We returned to the theater with great excitement to be getting to see a world class ballet company (Capt Johne’s first) perform. When we got the program we found that they were doing excerpts from Giselle, Sleeping Beauty, Nutcracker, Coppelia, Don Quixote, Swan lake and an original piece choreographed by Alicia Alonso (the director of the company and a legend in the ballet world) for Cuban National Ballet. For those of you not familiar with ballet, that’s a lot of good stuff. Before the lights dimmed, the audience started to clap and, looking around to see why, we saw Ms Alonso herself ( now over 90 and blind) making her entrance to “watch“ the show. I was surprise by what a thrill it was just to see her. The performance was absolutely phenomenal. All the pieces were wonderful. The corps work was excellent, and the couple that did the Don Quixote pas de deux were as good as any dancers I’ve ever seen anywhere. (There were, however, no seats on the toilets in the Grand National theater.)
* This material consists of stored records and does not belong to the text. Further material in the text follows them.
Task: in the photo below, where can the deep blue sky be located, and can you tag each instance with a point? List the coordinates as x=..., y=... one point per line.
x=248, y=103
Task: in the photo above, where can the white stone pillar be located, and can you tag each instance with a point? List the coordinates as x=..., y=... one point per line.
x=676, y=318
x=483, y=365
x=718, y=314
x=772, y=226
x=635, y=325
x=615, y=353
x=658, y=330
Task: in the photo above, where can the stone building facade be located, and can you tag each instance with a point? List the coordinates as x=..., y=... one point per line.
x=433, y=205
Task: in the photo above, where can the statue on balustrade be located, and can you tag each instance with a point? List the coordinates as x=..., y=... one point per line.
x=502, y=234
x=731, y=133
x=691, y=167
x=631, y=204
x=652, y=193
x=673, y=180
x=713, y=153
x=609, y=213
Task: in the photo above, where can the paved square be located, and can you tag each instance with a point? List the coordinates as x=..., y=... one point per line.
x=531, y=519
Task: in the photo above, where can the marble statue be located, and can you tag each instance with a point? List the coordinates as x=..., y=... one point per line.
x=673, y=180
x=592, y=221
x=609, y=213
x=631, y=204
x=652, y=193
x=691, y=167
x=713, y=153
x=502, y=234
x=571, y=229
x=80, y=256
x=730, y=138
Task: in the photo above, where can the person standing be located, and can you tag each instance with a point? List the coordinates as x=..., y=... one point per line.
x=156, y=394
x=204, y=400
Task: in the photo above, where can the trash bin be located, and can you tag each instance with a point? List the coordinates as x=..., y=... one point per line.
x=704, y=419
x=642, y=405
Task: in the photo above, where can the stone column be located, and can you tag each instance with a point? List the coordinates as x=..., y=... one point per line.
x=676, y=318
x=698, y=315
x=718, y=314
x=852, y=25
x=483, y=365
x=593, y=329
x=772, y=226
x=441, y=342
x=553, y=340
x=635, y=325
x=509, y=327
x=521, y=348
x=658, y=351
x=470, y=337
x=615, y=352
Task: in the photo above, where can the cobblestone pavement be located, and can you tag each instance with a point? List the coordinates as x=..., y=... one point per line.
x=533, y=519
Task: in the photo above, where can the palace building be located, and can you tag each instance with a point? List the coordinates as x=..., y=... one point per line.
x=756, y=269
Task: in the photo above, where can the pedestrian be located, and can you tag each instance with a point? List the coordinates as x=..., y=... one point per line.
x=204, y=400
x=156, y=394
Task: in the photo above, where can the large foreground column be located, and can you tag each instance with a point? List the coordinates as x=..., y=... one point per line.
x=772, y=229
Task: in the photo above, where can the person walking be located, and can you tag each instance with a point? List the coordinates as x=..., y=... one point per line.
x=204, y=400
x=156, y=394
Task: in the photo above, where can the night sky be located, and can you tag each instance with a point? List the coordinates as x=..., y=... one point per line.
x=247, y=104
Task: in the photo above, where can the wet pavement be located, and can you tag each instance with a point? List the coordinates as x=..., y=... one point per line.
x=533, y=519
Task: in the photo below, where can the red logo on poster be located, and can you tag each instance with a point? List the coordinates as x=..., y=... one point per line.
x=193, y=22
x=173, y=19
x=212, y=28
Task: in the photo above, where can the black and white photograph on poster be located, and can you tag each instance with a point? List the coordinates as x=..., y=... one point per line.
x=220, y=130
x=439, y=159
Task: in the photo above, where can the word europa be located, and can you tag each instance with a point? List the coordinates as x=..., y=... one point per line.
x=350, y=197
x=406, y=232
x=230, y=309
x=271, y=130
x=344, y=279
We got up early to catch the bus the next morning. Not a bad trip back. The seats on the bus weren‘t uncomfortable and reclined so it made napping easy and the bus did have a toilet seat.
When we got back to Cienfuegos we started doing prep to get underway. The rest of yesterday afternoon and most of today were spent getting all the laundry done, going to the mercado for produce, topping up the water tank and re-securing things. We’ve moved out to the anchor and are ready to do some cruising.

Friday, January 6, 2012

Jan. 6 2012

Greetings,

Second Star is floating again. We splashed on Tues the 3rd and the new bulbous bow is doing its job. She’s floating back up where she should be on the water line. We’ll be doing a short sea trial today to see how it does underway.

This weekend we’ll be heading out for more adventures. Internet access will be iffy for a while but I’ll be reporting on all our fun when we get back to technology. There should be lots of good fishing, snorkeling and diving, as well as some fun sight-seeing.